Für die nun ergriffenen Maßnahmen zeigte man hingegen geschlossen Verständnis, sowohl Politikerinnen und Politiker als auch der Betriebsrat begrüßen den neuen Fahrplan, der das Problem zwar nicht beheben wird, immerhin aber für deutlich mehr Verlässlichkeit sorgen dürfte. Man habe dem Fahrplan „schweren Herzens“ zugestimmt, heißt es von einem Mitglied des Aufsichtsrates, ein anderes spricht von einer „prekären Situation“.
Als prekär kann auch die Personalsituation insgesamt beschrieben werden: Mit mehr als 60 Kündigungen im Jahr 2022 haben fast dreimal so viele Fahrerinnen und Fahrer ihren Vertrag mit der KVB gekündigt als im Vorjahr, auch die Zahl der unterzeichneten Aufhebungsverträge hat sich deutlich erhöht. In den kommenden Jahren rechnet die KVB zudem mit mehr und mehr Fahrerinnen und Fahrern, die ihre Rente antreten, insgesamt 254 bis zum Jahr 2030.

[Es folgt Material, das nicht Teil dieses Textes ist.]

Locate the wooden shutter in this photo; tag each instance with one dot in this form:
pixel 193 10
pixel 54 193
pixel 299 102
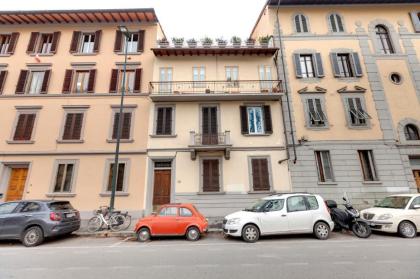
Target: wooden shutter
pixel 54 44
pixel 45 82
pixel 3 75
pixel 140 45
pixel 298 68
pixel 32 42
pixel 75 41
pixel 267 120
pixel 97 41
pixel 20 87
pixel 91 82
pixel 68 77
pixel 13 41
pixel 244 120
pixel 137 81
pixel 319 67
pixel 118 41
pixel 113 85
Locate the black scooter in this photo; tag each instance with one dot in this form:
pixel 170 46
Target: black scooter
pixel 348 219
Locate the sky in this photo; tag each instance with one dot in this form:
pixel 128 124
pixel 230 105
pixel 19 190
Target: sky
pixel 179 18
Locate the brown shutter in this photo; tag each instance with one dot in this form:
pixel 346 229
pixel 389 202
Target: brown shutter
pixel 75 41
pixel 20 87
pixel 91 82
pixel 113 86
pixel 97 41
pixel 137 81
pixel 45 82
pixel 54 44
pixel 118 41
pixel 3 75
pixel 140 45
pixel 244 120
pixel 68 77
pixel 13 41
pixel 267 120
pixel 32 42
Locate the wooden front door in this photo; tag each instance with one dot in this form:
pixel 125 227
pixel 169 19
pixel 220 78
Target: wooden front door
pixel 16 184
pixel 161 188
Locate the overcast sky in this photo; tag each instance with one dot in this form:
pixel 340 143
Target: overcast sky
pixel 179 18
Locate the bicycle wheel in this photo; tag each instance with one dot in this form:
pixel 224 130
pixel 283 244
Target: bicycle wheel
pixel 94 224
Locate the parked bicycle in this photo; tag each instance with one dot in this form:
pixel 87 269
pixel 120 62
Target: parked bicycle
pixel 115 220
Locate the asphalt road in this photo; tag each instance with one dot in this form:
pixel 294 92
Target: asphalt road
pixel 342 256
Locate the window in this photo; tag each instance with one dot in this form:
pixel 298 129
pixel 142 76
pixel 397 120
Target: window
pixel 316 114
pixel 126 125
pixel 411 132
pixel 73 126
pixel 384 39
pixel 119 187
pixel 164 121
pixel 64 178
pixel 356 113
pixel 323 162
pixel 301 24
pixel 296 204
pixel 368 165
pixel 24 127
pixel 336 23
pixel 260 174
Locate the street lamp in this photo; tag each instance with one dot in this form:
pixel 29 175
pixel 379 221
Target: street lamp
pixel 126 34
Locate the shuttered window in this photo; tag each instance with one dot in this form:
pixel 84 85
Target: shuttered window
pixel 260 174
pixel 164 121
pixel 73 126
pixel 211 175
pixel 24 126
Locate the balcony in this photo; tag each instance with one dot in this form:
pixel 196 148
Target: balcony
pixel 235 90
pixel 210 143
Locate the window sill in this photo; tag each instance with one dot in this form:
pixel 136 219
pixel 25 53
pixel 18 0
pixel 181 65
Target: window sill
pixel 20 141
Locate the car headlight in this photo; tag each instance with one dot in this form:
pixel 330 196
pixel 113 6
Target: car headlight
pixel 385 217
pixel 233 221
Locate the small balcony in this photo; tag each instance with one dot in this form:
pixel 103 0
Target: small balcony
pixel 210 143
pixel 231 90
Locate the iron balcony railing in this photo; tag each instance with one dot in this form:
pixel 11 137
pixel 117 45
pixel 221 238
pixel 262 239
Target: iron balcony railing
pixel 216 87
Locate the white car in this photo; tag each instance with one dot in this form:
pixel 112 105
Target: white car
pixel 395 214
pixel 281 214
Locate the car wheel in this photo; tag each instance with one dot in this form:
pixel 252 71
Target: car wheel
pixel 143 235
pixel 32 237
pixel 250 233
pixel 193 234
pixel 407 229
pixel 322 230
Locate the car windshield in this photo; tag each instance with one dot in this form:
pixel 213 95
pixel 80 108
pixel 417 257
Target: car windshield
pixel 399 202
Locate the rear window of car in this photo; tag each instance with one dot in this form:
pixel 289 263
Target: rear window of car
pixel 60 206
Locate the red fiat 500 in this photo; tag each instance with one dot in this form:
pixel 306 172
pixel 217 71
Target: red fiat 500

KVB-Spitze stellt Pläne vor, um Personal zu gewinnen und zu halten
Um dem Trend etwas entgegenzusetzen, kündigte der Vorstand am Donnerstag mehrere Projekte an, um Personal zu halten und zu gewinnen. So wird die Fahrschule der KVB von 126 Plätzen im Jahr 2022 auf 173 Plätze im laufenden Jahr erhöht. Bis Jahresmitte sollen zudem kurzfristig 30 Busfahrer, die bereits über einen Führerschein der Klasse D verfügen und somit nach einer kurzen Anlern-Phase schnell einsteigen können, eingestellt werden. Kurzfristig werden auch ehemalige Fahrer rekrutiert, die eigentlich schon in Rente sind – bislang wurden sieben wiedereingestellt. Außerdem investiert das Verkehrsunternehmen nun mehr Geld in die Personalsuche.

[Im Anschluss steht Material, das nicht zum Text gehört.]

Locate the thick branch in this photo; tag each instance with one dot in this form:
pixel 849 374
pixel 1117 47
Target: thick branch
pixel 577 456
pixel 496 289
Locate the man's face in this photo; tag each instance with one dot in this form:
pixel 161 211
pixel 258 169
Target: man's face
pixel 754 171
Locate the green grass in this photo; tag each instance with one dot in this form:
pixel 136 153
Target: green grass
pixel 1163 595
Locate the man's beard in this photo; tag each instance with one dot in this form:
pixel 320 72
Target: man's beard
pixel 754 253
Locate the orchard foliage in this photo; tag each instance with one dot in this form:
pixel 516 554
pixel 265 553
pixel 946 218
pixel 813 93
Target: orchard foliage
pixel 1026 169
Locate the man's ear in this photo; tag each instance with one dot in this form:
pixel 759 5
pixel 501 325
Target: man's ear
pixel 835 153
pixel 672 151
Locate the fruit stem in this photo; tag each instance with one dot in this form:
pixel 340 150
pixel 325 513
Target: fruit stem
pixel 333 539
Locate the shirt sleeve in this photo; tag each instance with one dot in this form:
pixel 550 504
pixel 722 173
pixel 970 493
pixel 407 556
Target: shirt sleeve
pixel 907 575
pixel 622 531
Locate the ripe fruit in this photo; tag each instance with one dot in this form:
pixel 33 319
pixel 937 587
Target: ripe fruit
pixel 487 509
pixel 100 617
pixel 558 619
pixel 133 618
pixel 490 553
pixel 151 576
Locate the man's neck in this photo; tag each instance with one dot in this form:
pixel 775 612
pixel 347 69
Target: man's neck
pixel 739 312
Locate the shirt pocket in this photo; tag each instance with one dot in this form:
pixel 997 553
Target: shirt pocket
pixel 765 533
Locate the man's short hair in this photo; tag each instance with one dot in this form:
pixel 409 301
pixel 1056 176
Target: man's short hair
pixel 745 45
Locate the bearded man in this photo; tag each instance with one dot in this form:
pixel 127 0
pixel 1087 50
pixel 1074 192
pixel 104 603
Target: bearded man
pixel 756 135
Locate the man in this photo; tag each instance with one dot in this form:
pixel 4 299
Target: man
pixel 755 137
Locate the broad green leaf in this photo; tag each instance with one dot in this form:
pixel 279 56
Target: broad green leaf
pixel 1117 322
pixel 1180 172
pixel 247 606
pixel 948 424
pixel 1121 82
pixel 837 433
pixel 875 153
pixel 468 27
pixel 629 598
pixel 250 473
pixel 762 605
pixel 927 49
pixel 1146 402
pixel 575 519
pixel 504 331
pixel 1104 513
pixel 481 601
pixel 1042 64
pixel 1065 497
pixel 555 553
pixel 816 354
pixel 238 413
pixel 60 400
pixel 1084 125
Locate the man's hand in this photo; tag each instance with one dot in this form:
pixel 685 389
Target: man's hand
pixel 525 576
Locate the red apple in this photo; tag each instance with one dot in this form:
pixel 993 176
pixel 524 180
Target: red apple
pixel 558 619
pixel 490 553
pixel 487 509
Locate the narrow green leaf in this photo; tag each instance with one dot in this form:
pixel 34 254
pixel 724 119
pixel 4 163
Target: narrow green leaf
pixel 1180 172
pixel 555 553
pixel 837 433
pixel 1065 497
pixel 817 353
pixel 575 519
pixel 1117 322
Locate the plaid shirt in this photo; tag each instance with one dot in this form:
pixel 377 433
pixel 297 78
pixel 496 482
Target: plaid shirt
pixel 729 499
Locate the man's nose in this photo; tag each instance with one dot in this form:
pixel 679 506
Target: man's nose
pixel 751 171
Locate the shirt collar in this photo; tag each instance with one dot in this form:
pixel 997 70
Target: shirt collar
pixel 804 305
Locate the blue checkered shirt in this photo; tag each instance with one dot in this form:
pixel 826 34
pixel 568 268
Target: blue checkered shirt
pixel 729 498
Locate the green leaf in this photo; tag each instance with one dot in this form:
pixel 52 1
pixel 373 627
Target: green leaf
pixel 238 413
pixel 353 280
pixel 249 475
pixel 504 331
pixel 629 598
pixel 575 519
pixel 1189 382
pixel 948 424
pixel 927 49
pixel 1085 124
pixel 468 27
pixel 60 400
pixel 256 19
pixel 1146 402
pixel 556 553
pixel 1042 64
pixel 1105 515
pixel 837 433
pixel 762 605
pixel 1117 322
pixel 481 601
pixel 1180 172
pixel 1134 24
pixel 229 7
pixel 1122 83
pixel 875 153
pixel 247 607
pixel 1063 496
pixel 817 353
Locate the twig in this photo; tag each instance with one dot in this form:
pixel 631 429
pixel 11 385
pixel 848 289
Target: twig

Durch die schnelle und mittelfristige Aufstockung soll auch das vorhandene Personal entlastet werden. An Anreizsystemen für Fahrer, die an freien Tagen einspringen, werde derzeit gearbeitet, hat der Aufsichtsrat angekündigt. Dasselbe gilt für eine arbeitnehmerfreundlichere Gestaltung der Dienstpläne. Dabei steht das Unternehmen vor einer Problemspirale, die schwer aufzulösen ist: Je weniger Personal da ist, desto höher die Belastung für das vorhandene Personal. Und desto höher auch die Wahrscheinlichkeit für Unzufriedenheit, Erkrankungen und Kündigungen.
Der Aufsichtsrat will nun gemeinsam mit dem Vorstand den Blick nach vorne richten und begrüßt die Veränderungen, die das Unternehmen auf den Weg gebracht hat. Der Blick nach hinten, der durch die neuen Daten ermöglicht wird, zeigt aber auch, dass der Vorstand um Stefanie Haaks die Probleme viel früher hätte erkennen und benennen müssen.